Being away from important people has forced me to try out a whole host of different conversational mediums. I have been the letter-writer, the whatsapper, the emailer, the instagrammer, the facebooker, the vlogger, the blogger, the phoner, and finally, as of today - and that one moment when I sent Granny a postcard from the Vatican in 2013 - I am a post-carder. By far my favourite way to communicate - apart from actual speaking - is with letters.

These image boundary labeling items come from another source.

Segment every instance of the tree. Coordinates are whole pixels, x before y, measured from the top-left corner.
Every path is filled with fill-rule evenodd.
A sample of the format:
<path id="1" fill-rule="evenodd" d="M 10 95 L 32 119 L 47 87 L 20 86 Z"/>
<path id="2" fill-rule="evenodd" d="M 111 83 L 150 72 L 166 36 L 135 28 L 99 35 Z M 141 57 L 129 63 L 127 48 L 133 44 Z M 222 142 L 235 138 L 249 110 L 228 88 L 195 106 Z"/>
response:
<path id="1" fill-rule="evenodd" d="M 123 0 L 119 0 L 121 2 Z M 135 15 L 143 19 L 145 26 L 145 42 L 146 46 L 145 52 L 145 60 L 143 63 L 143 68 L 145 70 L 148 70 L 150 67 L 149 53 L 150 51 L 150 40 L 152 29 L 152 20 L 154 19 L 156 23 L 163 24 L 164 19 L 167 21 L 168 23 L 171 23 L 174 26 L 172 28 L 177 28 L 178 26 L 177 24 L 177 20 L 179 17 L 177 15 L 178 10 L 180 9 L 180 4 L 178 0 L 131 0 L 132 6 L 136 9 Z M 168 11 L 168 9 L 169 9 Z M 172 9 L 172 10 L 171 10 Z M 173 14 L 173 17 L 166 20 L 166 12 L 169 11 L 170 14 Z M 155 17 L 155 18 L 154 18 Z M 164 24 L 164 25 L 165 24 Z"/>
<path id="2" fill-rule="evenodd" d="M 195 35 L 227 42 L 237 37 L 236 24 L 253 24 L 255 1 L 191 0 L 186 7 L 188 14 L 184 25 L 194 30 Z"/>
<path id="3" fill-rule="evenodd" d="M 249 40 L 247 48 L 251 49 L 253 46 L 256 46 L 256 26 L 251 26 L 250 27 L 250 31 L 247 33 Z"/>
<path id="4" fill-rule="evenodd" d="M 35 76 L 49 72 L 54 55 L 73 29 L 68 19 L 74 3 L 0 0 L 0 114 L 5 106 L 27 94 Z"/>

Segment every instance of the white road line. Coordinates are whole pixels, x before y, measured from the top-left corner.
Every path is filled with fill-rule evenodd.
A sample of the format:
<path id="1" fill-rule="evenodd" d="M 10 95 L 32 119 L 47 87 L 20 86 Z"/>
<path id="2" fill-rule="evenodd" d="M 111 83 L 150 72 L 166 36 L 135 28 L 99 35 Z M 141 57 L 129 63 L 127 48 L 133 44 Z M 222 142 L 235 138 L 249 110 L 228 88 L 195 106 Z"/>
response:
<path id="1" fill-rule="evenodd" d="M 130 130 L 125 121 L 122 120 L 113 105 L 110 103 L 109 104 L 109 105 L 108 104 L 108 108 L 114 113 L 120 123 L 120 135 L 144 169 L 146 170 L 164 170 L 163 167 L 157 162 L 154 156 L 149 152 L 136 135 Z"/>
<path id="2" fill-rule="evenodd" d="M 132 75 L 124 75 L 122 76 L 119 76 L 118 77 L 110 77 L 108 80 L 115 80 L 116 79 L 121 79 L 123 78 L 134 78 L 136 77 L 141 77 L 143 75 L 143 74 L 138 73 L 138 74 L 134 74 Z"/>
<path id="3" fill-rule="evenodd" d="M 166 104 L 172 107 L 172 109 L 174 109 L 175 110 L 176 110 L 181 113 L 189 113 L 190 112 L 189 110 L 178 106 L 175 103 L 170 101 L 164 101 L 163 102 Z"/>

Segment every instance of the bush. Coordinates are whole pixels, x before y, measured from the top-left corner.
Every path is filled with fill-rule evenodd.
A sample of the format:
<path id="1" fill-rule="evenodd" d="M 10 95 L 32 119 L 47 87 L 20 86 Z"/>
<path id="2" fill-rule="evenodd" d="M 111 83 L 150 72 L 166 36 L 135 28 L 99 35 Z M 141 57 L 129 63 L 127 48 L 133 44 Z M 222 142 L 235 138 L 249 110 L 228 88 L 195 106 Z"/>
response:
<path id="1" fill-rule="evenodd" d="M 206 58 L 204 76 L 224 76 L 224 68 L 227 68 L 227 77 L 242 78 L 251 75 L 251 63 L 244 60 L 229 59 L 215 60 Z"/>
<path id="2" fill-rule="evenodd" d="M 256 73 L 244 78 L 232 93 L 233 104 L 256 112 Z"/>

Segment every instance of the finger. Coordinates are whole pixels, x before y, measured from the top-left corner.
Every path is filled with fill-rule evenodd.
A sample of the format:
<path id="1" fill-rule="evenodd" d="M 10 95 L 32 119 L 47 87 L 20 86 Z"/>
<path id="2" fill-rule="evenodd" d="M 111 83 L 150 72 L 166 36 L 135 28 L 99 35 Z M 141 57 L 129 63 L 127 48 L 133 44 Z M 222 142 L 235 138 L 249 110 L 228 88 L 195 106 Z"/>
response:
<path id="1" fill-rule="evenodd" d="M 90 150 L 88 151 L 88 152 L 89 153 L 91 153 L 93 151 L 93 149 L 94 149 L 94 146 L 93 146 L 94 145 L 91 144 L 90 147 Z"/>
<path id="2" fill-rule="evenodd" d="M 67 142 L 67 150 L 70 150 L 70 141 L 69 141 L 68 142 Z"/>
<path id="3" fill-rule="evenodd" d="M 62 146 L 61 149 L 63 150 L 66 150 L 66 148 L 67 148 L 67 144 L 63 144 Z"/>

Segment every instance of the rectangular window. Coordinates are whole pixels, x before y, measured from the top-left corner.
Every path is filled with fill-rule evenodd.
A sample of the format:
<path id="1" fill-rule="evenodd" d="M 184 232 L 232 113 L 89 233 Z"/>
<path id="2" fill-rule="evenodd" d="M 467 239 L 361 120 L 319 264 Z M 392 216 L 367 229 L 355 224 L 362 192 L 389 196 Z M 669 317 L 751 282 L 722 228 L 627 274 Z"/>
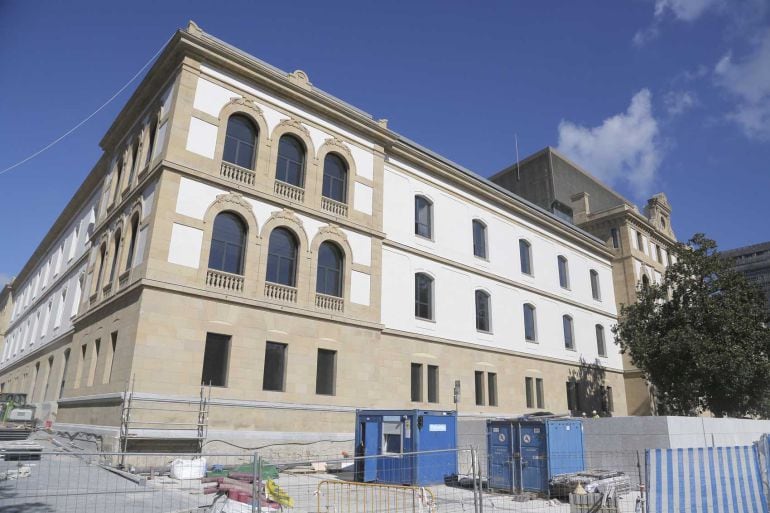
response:
<path id="1" fill-rule="evenodd" d="M 334 395 L 336 393 L 337 351 L 319 349 L 316 363 L 315 393 Z"/>
<path id="2" fill-rule="evenodd" d="M 537 392 L 537 407 L 545 408 L 545 394 L 543 391 L 543 380 L 541 378 L 535 379 L 535 389 Z"/>
<path id="3" fill-rule="evenodd" d="M 438 402 L 438 366 L 428 365 L 428 402 Z"/>
<path id="4" fill-rule="evenodd" d="M 620 232 L 617 228 L 610 228 L 610 237 L 612 238 L 612 247 L 618 249 L 620 247 Z"/>
<path id="5" fill-rule="evenodd" d="M 422 401 L 422 364 L 412 364 L 412 401 Z"/>
<path id="6" fill-rule="evenodd" d="M 118 347 L 118 332 L 113 331 L 110 334 L 110 363 L 107 365 L 107 372 L 104 374 L 104 382 L 109 383 L 112 380 L 112 367 L 115 365 L 115 349 Z"/>
<path id="7" fill-rule="evenodd" d="M 532 378 L 524 378 L 524 392 L 527 398 L 527 408 L 535 407 L 535 386 Z"/>
<path id="8" fill-rule="evenodd" d="M 230 337 L 217 333 L 206 333 L 201 382 L 212 387 L 227 386 L 227 361 L 229 357 Z"/>
<path id="9" fill-rule="evenodd" d="M 476 371 L 476 405 L 484 406 L 484 372 Z"/>
<path id="10" fill-rule="evenodd" d="M 278 342 L 265 344 L 265 369 L 262 374 L 262 390 L 283 392 L 286 381 L 286 352 L 288 346 Z"/>
<path id="11" fill-rule="evenodd" d="M 489 405 L 497 406 L 497 373 L 487 373 L 487 392 L 489 393 Z"/>

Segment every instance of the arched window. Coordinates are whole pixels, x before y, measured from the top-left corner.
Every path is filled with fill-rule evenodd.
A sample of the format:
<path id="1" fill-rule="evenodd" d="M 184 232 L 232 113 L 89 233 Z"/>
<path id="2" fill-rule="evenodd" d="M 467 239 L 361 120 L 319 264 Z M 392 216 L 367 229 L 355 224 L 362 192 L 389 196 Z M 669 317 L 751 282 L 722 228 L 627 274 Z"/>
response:
<path id="1" fill-rule="evenodd" d="M 292 135 L 282 136 L 278 143 L 275 178 L 295 187 L 305 184 L 305 146 Z"/>
<path id="2" fill-rule="evenodd" d="M 318 248 L 316 292 L 342 297 L 342 273 L 345 257 L 333 242 L 324 242 Z"/>
<path id="3" fill-rule="evenodd" d="M 473 220 L 473 254 L 479 258 L 487 258 L 487 225 Z"/>
<path id="4" fill-rule="evenodd" d="M 526 303 L 524 305 L 524 338 L 530 342 L 537 340 L 537 325 L 535 322 L 535 307 Z"/>
<path id="5" fill-rule="evenodd" d="M 348 187 L 348 166 L 339 155 L 327 153 L 324 158 L 324 197 L 345 203 Z"/>
<path id="6" fill-rule="evenodd" d="M 134 252 L 136 251 L 136 238 L 139 235 L 139 214 L 134 214 L 131 219 L 131 238 L 128 243 L 128 255 L 126 255 L 126 270 L 134 264 Z"/>
<path id="7" fill-rule="evenodd" d="M 414 197 L 414 233 L 433 238 L 433 203 L 425 196 Z"/>
<path id="8" fill-rule="evenodd" d="M 569 267 L 567 266 L 567 258 L 559 255 L 557 258 L 559 264 L 559 285 L 563 289 L 569 288 Z"/>
<path id="9" fill-rule="evenodd" d="M 575 349 L 575 330 L 572 326 L 572 317 L 563 315 L 561 324 L 564 328 L 564 347 L 567 349 Z"/>
<path id="10" fill-rule="evenodd" d="M 243 274 L 243 255 L 246 247 L 246 225 L 232 212 L 220 212 L 214 218 L 211 234 L 209 269 L 232 274 Z"/>
<path id="11" fill-rule="evenodd" d="M 476 329 L 492 331 L 490 319 L 490 298 L 483 290 L 476 291 Z"/>
<path id="12" fill-rule="evenodd" d="M 286 228 L 276 228 L 270 233 L 267 249 L 267 281 L 296 287 L 297 238 Z"/>
<path id="13" fill-rule="evenodd" d="M 596 270 L 591 269 L 591 296 L 599 301 L 602 298 L 602 291 L 599 287 L 599 273 Z"/>
<path id="14" fill-rule="evenodd" d="M 607 345 L 604 343 L 604 326 L 596 325 L 596 350 L 599 356 L 607 356 Z"/>
<path id="15" fill-rule="evenodd" d="M 112 246 L 112 263 L 110 264 L 110 280 L 107 282 L 112 283 L 115 279 L 115 271 L 118 268 L 118 253 L 120 252 L 120 230 L 115 233 L 115 242 Z"/>
<path id="16" fill-rule="evenodd" d="M 433 320 L 433 278 L 425 273 L 414 275 L 414 316 Z"/>
<path id="17" fill-rule="evenodd" d="M 521 260 L 521 272 L 532 276 L 532 246 L 524 239 L 519 239 L 519 258 Z"/>
<path id="18" fill-rule="evenodd" d="M 234 114 L 227 120 L 225 150 L 222 160 L 245 167 L 254 168 L 254 155 L 257 147 L 257 129 L 246 116 Z"/>

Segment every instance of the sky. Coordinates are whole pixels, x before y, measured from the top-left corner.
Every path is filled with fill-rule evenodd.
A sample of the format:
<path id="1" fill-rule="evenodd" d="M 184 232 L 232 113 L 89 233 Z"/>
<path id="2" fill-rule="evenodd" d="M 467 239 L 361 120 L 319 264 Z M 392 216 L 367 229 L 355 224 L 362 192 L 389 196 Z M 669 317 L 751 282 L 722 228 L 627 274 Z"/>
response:
<path id="1" fill-rule="evenodd" d="M 680 240 L 770 240 L 770 0 L 387 2 L 0 0 L 0 283 L 98 160 L 188 20 L 491 176 L 545 146 L 640 208 L 665 192 Z"/>

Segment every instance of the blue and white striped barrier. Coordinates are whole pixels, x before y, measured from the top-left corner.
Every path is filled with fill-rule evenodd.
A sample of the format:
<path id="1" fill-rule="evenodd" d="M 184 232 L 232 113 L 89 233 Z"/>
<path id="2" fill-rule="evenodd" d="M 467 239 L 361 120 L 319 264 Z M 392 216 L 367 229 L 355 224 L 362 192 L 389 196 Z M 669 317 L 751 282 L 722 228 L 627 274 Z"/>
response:
<path id="1" fill-rule="evenodd" d="M 645 452 L 648 513 L 768 513 L 753 446 Z"/>

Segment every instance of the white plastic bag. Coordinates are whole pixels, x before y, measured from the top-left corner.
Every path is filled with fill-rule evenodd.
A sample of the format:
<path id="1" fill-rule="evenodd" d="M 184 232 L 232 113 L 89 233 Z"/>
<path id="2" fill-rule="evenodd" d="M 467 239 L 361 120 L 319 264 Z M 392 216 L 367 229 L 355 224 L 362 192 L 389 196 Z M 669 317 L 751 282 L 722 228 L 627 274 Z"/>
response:
<path id="1" fill-rule="evenodd" d="M 206 458 L 174 460 L 171 462 L 171 477 L 174 479 L 200 479 L 206 475 Z"/>

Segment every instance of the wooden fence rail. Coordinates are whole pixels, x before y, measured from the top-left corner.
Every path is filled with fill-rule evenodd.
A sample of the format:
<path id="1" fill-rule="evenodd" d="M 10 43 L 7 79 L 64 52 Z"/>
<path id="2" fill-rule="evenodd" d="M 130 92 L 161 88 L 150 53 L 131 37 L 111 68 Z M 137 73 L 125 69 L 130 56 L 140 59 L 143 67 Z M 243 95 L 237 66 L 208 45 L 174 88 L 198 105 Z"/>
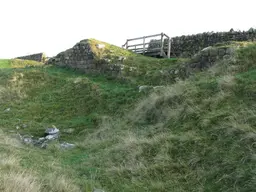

We have been discussing the impact that a photo can have, in our Victorian Photography class, and one of the points raised was the question of the photograph being a way of stealing a moment from the subject of the photo, creating a reproducible image of a soul which, according to one critic, Walter Benjamin, "shatters the aura" of the subject. When I heard the word aura, my ears pricked up like a little dog's when it hears the word "walkies". There are few things that excite me more than a discussion, in any regard, of the "other". Aura is other. Like a dream. And thus I was thinking, does receiving a letter from someone, a physical reproduction of their thoughts shatter the person's aura the same way that a self-portrait's aura, which the subject was happy with and sent purposefully to you, is supposedly shattered?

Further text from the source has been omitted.